俺のラノベが郵便事故で異世界転移したらしい(ライト)

にぽっくめいきんぐ

第1章 大賞発表日

落選


「なんでだよ! どうして 『座椅子の偉大なる種族』 が載ってないんだよ!」


 タブレットがベッドに叩きつけられた。 俺の手によって。

 ボフッ! という音と共に、折り畳みベットを覆う白い布団が、俺のタブレットを受け止めた。


「うわあ!」

 我に返った俺は、ビクビクしながらタブレットを拾う。

 ふう、大丈夫。壊れてはいないようだ。布団がクッションになった。


(どうすればいいんだろう……)

 タブレットを布団に投げつけることで、苛立ちを外へと発散させた俺に、次に襲ってきたのは、そんな感情だった。

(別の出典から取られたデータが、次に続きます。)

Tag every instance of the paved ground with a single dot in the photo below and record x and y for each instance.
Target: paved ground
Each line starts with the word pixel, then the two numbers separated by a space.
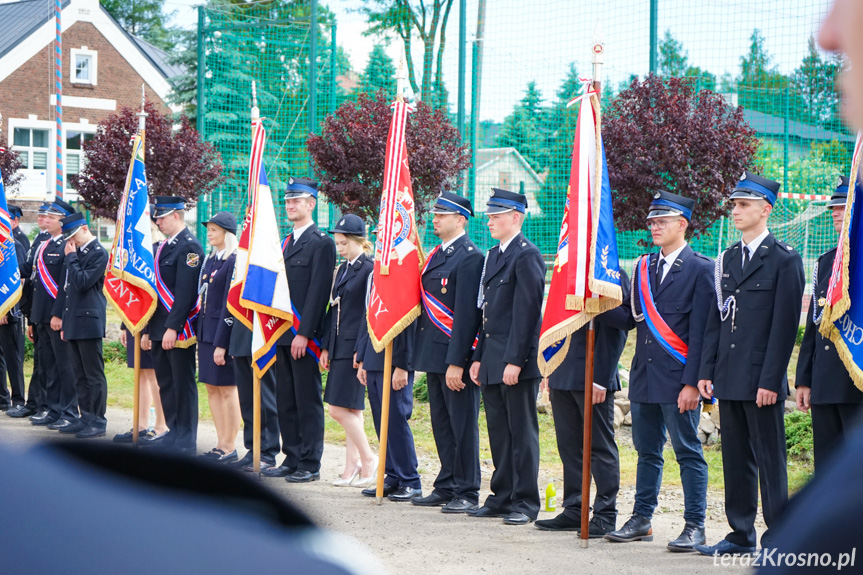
pixel 408 539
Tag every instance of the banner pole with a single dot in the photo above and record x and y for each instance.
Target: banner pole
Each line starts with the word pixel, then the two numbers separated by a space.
pixel 136 405
pixel 385 421
pixel 588 429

 最近、急速に流行りはじめた『シュットドン』というSNSがある。


 母艦サーバーが沢山ある、オープンソースのSNSで、俺みたいな「大学生小説書き」よりむしろ、「お絵かきクラスタ」の人がよく使っているかな?


 そのSNSで俺は先日、「つまらないモノですが、なんて、自作を卑下ひげする感覚が、全くわからんわ」と啖呵たんかを切った。

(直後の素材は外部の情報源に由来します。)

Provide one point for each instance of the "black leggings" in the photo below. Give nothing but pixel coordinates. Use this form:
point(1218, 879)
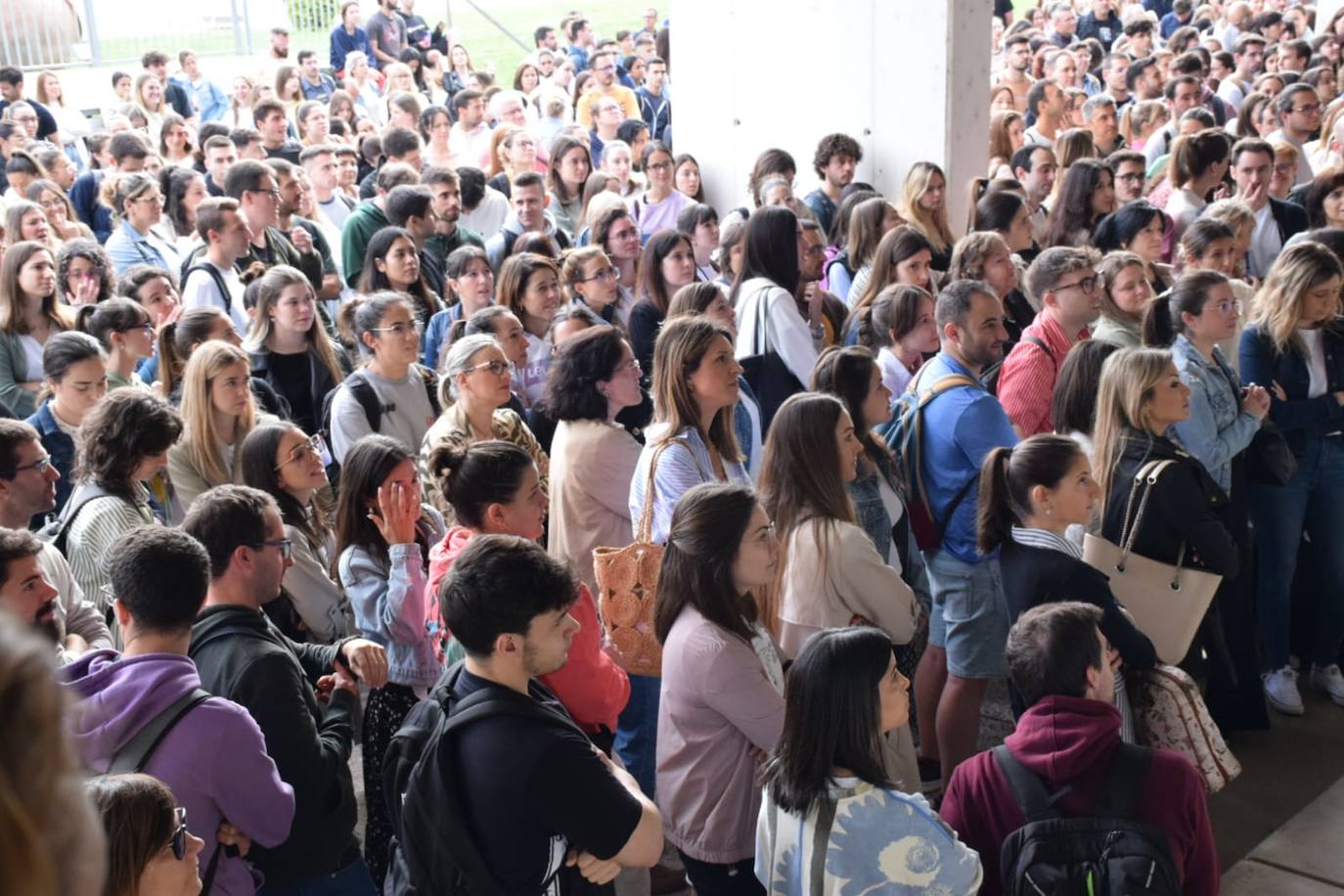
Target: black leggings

 そうしたら、ハンドル・ネーム「宴夜えんや」っていうヤツからの返信で 「じゃあお前は、自分の作品が面白いと思って投稿してんのか?」と、煽られたので、「当たり前ですよね? 読んでもらいたいなら」と返した。


 宴夜からの再返信は「じゃあ、今度のマルヤマ大賞の発表、楽しみにしてますわwww」だった。俺が応募しているのは、SNSで前々からオープンにしていたので、そのつぶやきを見た相手だった模様。

 ご丁寧に草が3つ生えているあたり、某匿名掲示板に縁の有る人かもしれない。


 一応、小説投稿クラスタの仲間の中では、俺と同じ感覚をみんな持ってくれていると思う。読み手の時間を奪うんだから、自信を持って書いて、自信を持って広告するのが良い。


 けれど、違う考え方の奴もいるみたいで。


 ともあれ、春先が締め切りだったマルヤマ書店の公募コンテスト『マルヤマ大賞』に、俺は応募していた。


 応募したのは『座椅子の偉大なる種族』 というタイトルの、12万文字ぐらいの長編(処女作だぞ! えっへん!)だ。元ネタにしたのは、小説投稿クラスタの間で流行している『クトゥルフ神話』。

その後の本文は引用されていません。